Can we apply some of the same ideas to the statistical generation of web pages? I thought for a while about how I might go about doing this, but didn't have time to try anything out. Finally, when I was invited to deliver the keynote address at PoCSci'02, I knew I had the perfect opportunity to probe this fascinating problem. What follows are the results of various experiments.
Frighteningly, I can imagine this idea having some practical use for people researching the validation and display of web pages.
To establish a baseline, I tried the standard sort of Markov chain approach. It's pretty obvious that this is a terrible idea, but it was worth a shot. The binary chains don't work at all (duh). The symbolic chains (where each symbol is an ASCII character) aren't great, but do they approach the quality of a vast majority of web pages out in the world.

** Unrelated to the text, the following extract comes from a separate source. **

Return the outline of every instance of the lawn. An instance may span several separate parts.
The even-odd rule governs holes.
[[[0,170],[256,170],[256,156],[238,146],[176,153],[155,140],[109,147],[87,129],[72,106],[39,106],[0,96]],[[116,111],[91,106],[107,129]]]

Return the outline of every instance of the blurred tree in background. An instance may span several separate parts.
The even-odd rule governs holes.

The reason the pure Markov model doesn't work very well is that HTML data is fundamentally tree-structured. A generator of new web pages must respect that structure.

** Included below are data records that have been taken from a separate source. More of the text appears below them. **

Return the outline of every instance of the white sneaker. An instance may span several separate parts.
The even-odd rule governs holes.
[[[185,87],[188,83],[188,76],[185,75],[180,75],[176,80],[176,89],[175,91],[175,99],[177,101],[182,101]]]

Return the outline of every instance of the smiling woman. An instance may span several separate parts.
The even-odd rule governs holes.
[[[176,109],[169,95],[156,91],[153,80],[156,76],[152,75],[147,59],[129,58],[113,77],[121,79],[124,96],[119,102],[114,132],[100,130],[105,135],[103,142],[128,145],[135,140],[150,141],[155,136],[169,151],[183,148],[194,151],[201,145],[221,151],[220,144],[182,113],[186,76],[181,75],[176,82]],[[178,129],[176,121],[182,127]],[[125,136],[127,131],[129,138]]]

My smarter approach is two-level: a vertical markov chain develops the tree of tags, and a horizontal chain runs within each tag and in the content between tags. It's a little more involved than that, but you get the basic idea. here are some dissociations.
Notice how Alex Chiu's web page is pretty much idempotent under dissociation: the dissociated version looks nearly identical to the original. I'm not sure whether this says something about Mr. Chiu.